Using CASE in PostgreSQL to affect multiple column

2019-03-12 01:43发布

问题:

I have a Postgres SELECT statement with these expressions:

,CASE WHEN (rtp.team_id = rtp.sub_team_id)
 THEN 'testing'
 ELSE TRIM(rtd2.team_name)
 END AS testing_testing
,CASE WHEN (rtp.team_id = rtp.sub_team_id)
 THEN 'test example'
 ELSE TRIM(rtd2.normal_data)
 END AS test_response
,CASE WHEN (rtp.team_id = rtp.sub_team_id)
 THEN 'test example #2'
 ELSE TRIM(rtd2.normal_data_2)
 END AS another_example

In my particular query there are 5 fields whose output depends on whether rtp.team_id = rtp.sub_team_id evaluates true. I'm repeating CASE statements with the same condition over and over.

Is there any way I can combine these CASE expressions to toggle the output of multiple columns in one shot?

回答1:

1. Standard-SQL: LEFT JOIN a single row of values

You could LEFT JOIN a row of values using the condition (thereby evaluating it once). Then you can add fallback values per column with COALESCE().

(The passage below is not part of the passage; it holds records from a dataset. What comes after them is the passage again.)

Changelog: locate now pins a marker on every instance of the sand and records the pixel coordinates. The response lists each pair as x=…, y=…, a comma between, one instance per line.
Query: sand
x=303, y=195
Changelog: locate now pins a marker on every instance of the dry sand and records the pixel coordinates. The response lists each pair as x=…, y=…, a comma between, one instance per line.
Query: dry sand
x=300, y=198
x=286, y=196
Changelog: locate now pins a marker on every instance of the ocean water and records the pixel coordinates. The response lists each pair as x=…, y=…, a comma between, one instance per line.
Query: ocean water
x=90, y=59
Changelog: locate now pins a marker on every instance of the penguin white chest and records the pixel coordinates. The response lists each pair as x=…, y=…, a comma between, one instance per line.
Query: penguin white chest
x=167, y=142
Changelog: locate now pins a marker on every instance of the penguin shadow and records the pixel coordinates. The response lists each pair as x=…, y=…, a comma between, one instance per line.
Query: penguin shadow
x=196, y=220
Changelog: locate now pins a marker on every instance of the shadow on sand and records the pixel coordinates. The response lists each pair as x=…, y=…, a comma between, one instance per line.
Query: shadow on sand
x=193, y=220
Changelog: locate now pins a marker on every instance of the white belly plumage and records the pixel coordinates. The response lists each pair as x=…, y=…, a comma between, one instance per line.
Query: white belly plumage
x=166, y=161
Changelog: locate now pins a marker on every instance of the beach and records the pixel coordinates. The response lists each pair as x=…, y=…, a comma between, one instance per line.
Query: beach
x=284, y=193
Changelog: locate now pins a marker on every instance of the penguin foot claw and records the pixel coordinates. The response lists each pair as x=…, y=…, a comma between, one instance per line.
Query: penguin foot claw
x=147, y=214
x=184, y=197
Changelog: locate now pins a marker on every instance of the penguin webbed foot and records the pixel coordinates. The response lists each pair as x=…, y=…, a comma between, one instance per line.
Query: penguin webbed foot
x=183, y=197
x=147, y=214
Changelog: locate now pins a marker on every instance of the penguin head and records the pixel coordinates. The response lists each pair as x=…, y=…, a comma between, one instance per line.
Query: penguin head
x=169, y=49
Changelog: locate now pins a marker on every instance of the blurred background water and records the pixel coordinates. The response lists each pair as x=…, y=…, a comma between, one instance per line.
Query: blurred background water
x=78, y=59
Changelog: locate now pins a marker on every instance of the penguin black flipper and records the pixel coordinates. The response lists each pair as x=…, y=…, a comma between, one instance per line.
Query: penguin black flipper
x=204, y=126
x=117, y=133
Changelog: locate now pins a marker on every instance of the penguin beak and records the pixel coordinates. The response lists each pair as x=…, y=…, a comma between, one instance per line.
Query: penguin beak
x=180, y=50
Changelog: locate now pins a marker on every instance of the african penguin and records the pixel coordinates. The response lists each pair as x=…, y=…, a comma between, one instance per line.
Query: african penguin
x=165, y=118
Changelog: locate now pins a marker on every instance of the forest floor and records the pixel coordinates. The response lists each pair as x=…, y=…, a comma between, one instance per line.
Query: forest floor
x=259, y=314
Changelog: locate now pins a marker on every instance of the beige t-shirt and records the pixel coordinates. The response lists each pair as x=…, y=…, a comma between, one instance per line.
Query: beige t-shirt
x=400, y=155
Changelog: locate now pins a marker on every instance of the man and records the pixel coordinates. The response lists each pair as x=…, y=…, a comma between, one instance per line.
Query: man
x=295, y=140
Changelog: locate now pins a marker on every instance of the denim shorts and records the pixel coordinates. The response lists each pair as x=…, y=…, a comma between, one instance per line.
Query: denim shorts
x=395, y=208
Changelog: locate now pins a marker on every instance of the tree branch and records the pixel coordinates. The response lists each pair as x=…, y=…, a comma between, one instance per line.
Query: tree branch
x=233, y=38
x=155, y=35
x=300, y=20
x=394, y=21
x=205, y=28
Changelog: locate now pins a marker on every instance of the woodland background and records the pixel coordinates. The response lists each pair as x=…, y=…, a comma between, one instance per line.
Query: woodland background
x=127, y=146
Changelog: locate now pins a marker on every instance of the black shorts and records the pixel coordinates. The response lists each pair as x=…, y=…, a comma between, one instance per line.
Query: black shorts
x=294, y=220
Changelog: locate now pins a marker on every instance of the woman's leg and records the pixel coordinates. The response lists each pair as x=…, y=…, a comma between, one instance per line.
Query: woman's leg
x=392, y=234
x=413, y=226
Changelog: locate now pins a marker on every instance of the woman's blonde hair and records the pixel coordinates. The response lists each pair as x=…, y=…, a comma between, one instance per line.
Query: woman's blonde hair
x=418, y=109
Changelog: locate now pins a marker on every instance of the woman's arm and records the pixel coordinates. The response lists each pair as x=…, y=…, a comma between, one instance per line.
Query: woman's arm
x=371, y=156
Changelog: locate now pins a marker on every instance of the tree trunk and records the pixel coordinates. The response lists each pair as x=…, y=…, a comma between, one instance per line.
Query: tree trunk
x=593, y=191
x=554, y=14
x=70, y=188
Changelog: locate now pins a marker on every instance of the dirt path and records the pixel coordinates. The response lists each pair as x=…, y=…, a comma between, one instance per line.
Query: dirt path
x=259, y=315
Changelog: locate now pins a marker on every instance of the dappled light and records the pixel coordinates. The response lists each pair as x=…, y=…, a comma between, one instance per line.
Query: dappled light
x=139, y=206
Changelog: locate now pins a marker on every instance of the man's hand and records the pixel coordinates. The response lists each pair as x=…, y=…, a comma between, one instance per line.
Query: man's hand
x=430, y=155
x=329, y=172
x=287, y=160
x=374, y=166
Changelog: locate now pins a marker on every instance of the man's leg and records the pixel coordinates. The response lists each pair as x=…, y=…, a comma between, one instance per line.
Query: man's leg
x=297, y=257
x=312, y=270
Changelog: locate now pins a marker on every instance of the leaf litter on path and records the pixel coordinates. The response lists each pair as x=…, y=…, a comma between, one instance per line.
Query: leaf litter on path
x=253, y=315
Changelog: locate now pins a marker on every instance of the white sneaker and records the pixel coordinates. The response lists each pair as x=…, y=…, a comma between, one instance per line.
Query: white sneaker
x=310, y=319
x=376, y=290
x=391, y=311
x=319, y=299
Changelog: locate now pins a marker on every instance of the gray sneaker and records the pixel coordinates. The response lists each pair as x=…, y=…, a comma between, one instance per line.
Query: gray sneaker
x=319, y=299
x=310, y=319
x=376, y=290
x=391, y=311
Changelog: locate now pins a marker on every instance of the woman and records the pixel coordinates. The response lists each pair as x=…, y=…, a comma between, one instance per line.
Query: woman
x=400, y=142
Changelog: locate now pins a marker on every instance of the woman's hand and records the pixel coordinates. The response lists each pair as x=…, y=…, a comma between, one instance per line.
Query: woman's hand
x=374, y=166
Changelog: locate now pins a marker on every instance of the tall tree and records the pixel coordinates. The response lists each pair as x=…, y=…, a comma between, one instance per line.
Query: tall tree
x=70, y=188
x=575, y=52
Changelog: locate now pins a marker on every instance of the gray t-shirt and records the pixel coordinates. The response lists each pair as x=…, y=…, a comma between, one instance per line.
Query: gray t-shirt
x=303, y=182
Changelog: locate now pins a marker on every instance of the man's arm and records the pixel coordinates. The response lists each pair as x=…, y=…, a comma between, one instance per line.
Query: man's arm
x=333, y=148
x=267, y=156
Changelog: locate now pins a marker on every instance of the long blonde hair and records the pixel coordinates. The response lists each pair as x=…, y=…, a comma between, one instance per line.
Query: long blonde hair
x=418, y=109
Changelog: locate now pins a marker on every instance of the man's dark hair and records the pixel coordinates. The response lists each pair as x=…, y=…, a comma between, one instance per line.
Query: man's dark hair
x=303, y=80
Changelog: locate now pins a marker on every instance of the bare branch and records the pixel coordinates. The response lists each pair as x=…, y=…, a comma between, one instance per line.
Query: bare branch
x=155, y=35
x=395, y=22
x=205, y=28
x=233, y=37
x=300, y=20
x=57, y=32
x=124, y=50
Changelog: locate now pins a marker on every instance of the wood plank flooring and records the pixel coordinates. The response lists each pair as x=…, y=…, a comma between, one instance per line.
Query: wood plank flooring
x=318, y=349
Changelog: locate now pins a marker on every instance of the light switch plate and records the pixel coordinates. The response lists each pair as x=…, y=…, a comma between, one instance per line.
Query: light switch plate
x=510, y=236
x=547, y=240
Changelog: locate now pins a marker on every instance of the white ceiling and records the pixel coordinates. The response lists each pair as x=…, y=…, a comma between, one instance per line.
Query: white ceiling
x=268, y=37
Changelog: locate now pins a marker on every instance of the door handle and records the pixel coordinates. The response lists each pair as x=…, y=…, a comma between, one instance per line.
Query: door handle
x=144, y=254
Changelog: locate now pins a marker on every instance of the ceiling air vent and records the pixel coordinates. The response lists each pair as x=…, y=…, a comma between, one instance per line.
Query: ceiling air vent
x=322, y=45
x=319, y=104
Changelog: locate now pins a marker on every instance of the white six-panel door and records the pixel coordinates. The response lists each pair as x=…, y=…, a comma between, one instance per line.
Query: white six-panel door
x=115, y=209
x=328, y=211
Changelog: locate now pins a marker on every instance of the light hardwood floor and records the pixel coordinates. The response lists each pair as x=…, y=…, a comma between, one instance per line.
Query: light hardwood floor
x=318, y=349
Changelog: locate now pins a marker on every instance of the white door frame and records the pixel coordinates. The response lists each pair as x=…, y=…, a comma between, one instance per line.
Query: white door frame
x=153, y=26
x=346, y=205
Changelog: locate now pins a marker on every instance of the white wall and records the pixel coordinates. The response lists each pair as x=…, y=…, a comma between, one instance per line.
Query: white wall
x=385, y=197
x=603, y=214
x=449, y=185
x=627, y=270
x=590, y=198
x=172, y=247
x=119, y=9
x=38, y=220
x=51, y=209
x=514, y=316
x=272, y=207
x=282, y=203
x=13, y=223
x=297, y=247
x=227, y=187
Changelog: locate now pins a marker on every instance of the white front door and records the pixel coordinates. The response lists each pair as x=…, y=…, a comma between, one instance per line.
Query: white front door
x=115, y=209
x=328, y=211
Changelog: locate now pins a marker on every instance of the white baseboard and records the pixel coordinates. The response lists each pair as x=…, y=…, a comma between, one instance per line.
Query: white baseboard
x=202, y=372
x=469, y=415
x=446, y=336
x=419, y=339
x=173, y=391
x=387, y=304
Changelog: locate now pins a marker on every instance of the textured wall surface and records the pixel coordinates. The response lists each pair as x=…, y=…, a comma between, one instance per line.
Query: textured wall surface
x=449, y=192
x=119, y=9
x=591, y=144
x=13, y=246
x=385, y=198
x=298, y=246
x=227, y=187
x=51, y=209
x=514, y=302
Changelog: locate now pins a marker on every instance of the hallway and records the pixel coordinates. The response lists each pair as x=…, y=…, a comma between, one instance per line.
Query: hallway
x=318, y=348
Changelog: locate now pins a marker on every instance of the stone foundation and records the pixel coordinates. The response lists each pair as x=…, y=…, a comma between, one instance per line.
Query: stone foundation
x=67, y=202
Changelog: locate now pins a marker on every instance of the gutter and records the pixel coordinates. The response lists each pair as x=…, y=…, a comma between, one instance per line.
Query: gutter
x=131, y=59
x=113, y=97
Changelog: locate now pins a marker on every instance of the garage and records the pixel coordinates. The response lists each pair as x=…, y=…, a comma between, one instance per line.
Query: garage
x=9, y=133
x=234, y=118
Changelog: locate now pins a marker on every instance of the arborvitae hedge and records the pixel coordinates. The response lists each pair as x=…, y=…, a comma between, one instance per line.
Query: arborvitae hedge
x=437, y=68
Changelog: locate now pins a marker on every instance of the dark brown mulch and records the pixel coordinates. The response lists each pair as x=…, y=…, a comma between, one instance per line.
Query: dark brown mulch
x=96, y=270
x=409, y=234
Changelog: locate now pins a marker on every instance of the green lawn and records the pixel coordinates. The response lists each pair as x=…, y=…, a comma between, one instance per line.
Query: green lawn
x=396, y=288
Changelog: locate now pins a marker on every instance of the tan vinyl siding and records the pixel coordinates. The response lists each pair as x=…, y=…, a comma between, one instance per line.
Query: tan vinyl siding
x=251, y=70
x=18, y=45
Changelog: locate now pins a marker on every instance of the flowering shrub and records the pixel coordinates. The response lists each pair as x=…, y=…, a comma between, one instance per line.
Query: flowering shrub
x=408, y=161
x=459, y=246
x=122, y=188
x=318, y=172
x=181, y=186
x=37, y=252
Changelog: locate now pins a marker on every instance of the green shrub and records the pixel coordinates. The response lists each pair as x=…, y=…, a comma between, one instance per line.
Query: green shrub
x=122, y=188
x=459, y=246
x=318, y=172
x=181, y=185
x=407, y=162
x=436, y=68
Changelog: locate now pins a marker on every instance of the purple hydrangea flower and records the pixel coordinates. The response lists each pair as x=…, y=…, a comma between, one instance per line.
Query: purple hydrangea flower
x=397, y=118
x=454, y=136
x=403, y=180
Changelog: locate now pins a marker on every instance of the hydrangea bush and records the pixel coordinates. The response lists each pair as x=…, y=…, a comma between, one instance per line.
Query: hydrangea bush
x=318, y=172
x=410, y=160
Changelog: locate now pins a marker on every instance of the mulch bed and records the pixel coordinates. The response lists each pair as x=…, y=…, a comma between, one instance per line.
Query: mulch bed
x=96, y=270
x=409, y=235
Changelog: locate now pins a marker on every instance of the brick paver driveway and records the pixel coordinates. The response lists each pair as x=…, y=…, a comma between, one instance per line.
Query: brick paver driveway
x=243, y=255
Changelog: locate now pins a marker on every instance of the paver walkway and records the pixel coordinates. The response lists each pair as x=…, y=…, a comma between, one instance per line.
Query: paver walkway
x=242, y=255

This syntax variant is shorter and slightly faster with multiple values - especially interesting for an expensive / lengthy condition:

SELECT COALESCE(x.txt1, trim(r2.team_name))     AS testing_testing
     , COALESCE(x.txt2, trim(r2.normal_data))   AS test_response
     , COALESCE(x.txt3, trim(r2.normal_data_2)) AS another_example
FROM   rtp
JOIN   rtd2 r2 ON <unknown condition> -- missing context in question
LEFT   JOIN (
   SELECT 'testing'::text         AS txt1
        , 'test example'::text    AS txt2
        , 'test example #2'::text AS txt3
   ) x ON rtp.team_id = rtp.sub_team_id;

Since the derived table x consists of a single row, joining without further conditions is fine.

Explicit type casts are necessary in the subquery. I use text in the example (which is the default for string literals anyway). Use your actual data types. The syntax shortcut value::type is Postgres-specific, use cast(value AS type) for standard SQL.

If the condition is not TRUE, all values in x are NULL, and COALESCE kicks in.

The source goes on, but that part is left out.